The Leicester Risk Assessment score for detecting undiagnosed Type 2 diabetes and impaired glucose regulation for use in a multiethnic UK setting


Professor Kamlesh Khunti, University of Leicester, Department of Health Sciences, 22–28 Princess Road West, Leicester LE1 6TP, UK. E-mail:


Diabet. Med. 27, 887–895 (2010)


Aims  Risk assessment scores identify those at high risk of impaired glucose regulation and Type 2 diabetes mellitus. To date no risk assessment scores that can be completed by a lay person have been developed and validated specifically for multiethnic populations in the UK.
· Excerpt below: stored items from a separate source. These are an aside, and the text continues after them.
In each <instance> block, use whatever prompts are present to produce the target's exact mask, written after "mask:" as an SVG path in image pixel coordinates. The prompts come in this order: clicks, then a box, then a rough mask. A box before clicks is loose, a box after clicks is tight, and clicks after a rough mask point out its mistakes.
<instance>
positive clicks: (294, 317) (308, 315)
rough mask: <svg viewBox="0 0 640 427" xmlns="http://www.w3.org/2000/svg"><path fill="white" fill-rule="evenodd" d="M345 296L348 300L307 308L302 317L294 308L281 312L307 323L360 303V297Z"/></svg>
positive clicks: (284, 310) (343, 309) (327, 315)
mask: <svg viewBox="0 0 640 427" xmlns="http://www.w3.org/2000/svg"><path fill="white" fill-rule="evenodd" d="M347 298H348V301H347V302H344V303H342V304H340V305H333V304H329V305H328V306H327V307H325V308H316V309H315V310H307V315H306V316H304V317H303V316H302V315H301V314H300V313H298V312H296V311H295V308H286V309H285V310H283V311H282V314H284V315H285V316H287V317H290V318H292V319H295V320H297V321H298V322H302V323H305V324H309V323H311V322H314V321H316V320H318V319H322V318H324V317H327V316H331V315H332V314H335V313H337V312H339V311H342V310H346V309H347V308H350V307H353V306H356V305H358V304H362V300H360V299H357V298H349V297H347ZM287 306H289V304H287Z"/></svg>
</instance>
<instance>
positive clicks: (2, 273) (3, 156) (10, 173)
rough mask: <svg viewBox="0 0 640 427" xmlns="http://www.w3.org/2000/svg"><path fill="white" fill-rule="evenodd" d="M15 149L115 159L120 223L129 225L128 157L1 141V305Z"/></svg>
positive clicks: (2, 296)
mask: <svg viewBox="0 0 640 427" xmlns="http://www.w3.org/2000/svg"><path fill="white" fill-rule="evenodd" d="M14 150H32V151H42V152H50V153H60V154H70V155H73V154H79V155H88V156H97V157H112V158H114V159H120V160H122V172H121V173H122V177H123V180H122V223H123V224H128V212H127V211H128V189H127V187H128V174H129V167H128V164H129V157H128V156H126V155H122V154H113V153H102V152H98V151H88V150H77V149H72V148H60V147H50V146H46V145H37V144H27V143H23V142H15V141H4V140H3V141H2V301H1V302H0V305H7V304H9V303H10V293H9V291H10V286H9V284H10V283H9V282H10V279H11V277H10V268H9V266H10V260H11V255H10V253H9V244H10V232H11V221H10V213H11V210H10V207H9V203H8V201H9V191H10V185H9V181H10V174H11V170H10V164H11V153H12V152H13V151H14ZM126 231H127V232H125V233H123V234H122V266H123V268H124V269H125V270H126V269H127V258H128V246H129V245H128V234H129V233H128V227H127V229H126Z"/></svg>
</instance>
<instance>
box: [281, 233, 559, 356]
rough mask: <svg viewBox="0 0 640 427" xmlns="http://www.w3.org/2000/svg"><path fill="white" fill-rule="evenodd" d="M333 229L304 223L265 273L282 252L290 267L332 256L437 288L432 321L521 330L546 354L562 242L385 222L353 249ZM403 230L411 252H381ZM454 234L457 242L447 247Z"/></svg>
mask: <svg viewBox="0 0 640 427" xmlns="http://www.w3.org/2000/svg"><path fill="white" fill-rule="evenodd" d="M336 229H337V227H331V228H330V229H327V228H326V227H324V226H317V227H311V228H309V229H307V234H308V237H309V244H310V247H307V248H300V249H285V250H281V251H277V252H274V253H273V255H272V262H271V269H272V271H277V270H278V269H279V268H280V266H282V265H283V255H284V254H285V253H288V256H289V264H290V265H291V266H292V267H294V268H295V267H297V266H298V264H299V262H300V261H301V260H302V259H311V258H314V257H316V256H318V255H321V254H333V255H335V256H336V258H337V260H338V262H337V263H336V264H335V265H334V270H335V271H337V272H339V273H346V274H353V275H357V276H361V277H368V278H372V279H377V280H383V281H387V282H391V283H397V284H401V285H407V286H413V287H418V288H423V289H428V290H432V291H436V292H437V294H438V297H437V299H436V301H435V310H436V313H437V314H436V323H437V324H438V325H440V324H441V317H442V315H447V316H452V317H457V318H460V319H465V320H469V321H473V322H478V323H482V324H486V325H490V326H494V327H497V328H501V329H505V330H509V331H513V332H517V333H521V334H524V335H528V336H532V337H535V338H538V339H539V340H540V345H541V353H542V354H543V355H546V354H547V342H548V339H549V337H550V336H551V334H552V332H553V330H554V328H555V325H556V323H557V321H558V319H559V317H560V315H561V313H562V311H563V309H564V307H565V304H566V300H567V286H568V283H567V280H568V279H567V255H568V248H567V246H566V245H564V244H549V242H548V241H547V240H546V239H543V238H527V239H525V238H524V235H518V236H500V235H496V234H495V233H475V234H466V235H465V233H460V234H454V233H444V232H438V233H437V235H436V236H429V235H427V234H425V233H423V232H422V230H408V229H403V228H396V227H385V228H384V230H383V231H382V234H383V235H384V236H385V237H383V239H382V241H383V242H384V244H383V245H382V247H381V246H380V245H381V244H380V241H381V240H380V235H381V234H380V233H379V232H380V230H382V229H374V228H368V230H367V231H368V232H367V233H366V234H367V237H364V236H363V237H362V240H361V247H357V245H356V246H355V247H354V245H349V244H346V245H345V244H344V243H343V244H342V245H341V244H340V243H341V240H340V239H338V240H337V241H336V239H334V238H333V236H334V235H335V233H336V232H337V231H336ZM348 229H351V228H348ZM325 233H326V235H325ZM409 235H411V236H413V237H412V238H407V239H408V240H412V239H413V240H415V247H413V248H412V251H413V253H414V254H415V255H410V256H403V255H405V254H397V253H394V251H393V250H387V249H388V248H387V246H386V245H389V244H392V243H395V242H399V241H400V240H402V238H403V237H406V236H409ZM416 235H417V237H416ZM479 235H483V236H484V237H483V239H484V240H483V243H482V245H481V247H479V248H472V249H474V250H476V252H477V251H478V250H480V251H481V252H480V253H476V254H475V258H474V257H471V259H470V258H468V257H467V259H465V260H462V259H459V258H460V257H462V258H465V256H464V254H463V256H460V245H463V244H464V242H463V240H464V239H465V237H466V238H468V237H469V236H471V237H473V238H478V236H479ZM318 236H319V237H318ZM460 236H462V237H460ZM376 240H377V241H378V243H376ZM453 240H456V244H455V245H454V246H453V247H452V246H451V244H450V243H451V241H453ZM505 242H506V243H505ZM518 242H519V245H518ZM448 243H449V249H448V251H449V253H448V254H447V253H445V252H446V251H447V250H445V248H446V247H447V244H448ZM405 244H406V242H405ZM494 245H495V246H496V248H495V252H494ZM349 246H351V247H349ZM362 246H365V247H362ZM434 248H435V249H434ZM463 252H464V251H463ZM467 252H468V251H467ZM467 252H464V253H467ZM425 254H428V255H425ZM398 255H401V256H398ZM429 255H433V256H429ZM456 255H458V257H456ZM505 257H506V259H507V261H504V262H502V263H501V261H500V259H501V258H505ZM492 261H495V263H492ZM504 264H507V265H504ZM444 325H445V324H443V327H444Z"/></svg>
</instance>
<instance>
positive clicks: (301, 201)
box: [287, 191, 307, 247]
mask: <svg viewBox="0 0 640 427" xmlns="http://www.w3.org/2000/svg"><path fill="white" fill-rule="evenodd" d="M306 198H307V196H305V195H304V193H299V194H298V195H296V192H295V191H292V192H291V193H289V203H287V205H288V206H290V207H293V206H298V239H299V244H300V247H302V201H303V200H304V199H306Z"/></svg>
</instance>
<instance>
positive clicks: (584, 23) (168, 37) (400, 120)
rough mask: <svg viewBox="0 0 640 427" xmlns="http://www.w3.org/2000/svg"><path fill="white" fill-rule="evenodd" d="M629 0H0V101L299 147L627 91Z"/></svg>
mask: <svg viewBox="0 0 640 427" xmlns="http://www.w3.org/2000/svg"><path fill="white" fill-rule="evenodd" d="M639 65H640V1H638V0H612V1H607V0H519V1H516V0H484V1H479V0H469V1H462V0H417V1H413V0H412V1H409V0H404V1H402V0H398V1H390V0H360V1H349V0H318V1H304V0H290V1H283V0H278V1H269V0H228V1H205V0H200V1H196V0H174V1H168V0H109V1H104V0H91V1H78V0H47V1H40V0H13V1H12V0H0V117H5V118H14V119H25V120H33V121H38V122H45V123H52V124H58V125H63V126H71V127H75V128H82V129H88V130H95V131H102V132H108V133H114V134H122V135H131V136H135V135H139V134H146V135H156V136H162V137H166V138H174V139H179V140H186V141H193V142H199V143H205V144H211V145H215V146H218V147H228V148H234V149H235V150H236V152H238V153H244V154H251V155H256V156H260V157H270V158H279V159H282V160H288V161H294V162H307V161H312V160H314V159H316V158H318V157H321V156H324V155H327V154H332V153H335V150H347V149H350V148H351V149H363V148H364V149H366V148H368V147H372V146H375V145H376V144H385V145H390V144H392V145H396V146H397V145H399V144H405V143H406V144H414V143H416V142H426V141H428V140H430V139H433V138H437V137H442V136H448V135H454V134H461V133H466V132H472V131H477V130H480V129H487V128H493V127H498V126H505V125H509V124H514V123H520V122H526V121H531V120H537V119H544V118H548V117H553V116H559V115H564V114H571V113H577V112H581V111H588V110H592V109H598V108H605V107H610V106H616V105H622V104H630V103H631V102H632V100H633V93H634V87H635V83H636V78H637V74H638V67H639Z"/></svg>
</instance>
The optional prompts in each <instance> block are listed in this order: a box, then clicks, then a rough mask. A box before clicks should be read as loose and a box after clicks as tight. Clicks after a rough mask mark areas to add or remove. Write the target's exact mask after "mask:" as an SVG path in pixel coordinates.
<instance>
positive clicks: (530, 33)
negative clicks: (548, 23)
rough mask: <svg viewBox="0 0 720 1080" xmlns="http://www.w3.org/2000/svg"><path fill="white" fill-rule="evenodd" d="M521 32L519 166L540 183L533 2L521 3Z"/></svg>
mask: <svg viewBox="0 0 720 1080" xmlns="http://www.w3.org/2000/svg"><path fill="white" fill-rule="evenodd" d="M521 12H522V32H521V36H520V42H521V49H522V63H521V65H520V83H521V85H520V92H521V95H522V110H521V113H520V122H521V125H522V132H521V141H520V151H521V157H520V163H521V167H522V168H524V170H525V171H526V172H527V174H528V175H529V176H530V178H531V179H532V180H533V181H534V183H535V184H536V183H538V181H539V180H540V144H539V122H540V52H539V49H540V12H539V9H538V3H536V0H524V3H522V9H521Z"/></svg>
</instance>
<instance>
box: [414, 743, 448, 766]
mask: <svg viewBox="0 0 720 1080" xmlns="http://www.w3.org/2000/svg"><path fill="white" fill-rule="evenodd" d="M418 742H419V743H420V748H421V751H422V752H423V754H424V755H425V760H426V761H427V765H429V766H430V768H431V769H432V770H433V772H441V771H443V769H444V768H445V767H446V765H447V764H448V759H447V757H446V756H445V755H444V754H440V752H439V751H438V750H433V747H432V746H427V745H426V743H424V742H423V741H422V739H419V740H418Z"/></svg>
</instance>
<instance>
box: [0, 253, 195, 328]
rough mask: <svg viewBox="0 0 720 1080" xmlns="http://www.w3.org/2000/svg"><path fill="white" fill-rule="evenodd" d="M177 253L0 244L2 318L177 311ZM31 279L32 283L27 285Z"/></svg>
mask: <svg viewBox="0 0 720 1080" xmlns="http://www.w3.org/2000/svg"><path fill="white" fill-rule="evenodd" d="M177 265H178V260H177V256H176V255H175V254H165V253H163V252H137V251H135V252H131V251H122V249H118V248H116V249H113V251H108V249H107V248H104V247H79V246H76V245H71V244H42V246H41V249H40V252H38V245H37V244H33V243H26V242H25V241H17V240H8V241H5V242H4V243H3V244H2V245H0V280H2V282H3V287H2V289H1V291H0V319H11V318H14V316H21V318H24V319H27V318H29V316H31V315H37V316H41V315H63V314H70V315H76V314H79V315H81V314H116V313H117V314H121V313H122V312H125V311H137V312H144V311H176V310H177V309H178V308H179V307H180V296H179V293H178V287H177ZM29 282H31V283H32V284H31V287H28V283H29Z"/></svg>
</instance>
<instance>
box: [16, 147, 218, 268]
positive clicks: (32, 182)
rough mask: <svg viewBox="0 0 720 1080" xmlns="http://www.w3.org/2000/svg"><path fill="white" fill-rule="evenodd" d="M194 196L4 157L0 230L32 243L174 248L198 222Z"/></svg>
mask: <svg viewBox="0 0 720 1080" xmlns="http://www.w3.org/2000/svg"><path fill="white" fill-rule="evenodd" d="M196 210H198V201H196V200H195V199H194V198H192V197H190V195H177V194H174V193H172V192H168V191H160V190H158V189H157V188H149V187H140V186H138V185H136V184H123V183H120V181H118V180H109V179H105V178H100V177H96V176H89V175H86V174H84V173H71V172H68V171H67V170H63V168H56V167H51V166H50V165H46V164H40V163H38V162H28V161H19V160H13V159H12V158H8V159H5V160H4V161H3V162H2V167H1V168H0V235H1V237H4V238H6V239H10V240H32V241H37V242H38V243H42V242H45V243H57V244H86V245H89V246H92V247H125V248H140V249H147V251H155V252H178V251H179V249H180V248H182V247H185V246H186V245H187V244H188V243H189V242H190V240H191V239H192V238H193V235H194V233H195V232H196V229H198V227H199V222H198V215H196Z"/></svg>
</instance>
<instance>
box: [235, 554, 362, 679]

Methods  We used data on 6186 subjects aged 40–75 years from a multiethnic UK screening study (73% white European, 22% South Asian). All participants were given a 75 g oral glucose tolerance test. We developed logistic regression models for predicting current impaired glucose regulation (impaired fasting glycaemia/impaired glucose tolerance) or Type 2 diabetes mellitus using data from anthropometric measurements and self-reported questionnaires. Using the best-fitting model, we developed the Leicester Risk Assessment score. We externally validated the score using data from 3171 subjects aged 40–75 years from a separate screening study.

Results  The components of the final model are age, ethnicity [white European vs. other (predominantly South Asian)], sex, first degree family history of diabetes, antihypertensive therapy or history of hypertension, waist circumference and body mass index. The score ranges from 0 to 47. Validating this model using the data from the second screening study gave an area under the receiver operator characteristic curve of 72% (95% confidence interval, 69–74%). A cut point of 16 had a sensitivity of 81% and a specificity of 45%.

Conclusions  The Leicester Risk Assessment score can be used to identify those at high risk of impaired glucose regulation and Type 2 diabetes mellitus in UK multiethnic populations. The score is simple (seven questions) and non-invasive.